Et, comme Caton l’Ancien, répétons jusqu’à être entendus : Il n’y a pas de mondialiste de droite !

Aux États-Unis, le parti « démocrate » est désormais un parti socialiste d’extrême gauche. Les démocrates respectables en sont partis en masse. Partout, des comités de « Démocrates pour Trump » s’apprêtent à désobéir aux consignes absurdes. Ils voient que leur ex-parti n’a aucun programme de gouvernement – à part la haine de ­Trump, la fuite en avant vers toujours plus de folie identitaire, la préférence pour les repris de justice étrangers contre les citoyens respectueux des lois, la violence verbale et physique, l’exploitation généreusement subventionnée de tout fait divers afin de créer des émeutes et salir le pouvoir en place.

Président de la loi et de l’ordre, Trump a twitté le slogan électoral : JobsNotMobs (Des emplois, pas la chienlit). C’est l’un des thèmes de la campagne. Trump peut en effet mettre en valeur son économie florissante : croissance à 4,7 %, quasi plein emploi retrouvé, baisse notable des impôts, abolition de centaines de régulations paralysantes. Le contraste est total avec les économies sinistrées de l’Amérique latine socialiste révolutionnaire et les économies poussives et surendettées de l’UE.

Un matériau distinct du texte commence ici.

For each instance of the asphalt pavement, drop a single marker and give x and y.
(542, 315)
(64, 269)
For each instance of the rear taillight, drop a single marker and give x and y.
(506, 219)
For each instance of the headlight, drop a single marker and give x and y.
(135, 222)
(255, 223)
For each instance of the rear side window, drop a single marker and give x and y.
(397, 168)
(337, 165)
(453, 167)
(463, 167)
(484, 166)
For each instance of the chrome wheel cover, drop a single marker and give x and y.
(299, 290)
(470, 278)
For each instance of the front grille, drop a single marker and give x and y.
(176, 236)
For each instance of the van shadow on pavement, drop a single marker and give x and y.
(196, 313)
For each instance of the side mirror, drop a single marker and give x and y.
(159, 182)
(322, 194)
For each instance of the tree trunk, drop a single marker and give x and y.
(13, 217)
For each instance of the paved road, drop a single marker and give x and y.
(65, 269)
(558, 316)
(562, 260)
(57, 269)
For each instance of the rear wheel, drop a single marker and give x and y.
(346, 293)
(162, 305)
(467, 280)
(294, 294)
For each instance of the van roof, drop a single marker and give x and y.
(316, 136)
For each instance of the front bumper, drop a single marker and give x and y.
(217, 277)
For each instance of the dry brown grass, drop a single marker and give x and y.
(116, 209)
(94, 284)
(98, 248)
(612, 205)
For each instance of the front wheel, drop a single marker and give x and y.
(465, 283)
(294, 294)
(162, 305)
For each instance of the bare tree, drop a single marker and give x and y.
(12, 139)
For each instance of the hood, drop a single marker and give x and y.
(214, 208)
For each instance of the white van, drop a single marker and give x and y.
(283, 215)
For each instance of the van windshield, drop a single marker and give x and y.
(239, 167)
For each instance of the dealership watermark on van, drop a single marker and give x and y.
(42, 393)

Autre thème : Halte à l’assaut contre les institutions par la gauche, qui entend abolir le Collège électoral et même la Cour Suprême.

La gauche ne cache même plus son inclination pour tout ce qui est hors la loi.

Et, bien sûr, la gauche est pour l’abolition des frontières et la submersion du pays par les peuplades du Sud en lesquelles elle ne voit qu’un vivier électoral inépuisable. Elle accuse les nationalistes opposés à l’assaut quasi-militaire des 4 caravanes en marche depuis l’Amérique Centrale vers la frontière sud du pays d’être des « suprémacistes blancs ». Toujours les mêmes idées éculées.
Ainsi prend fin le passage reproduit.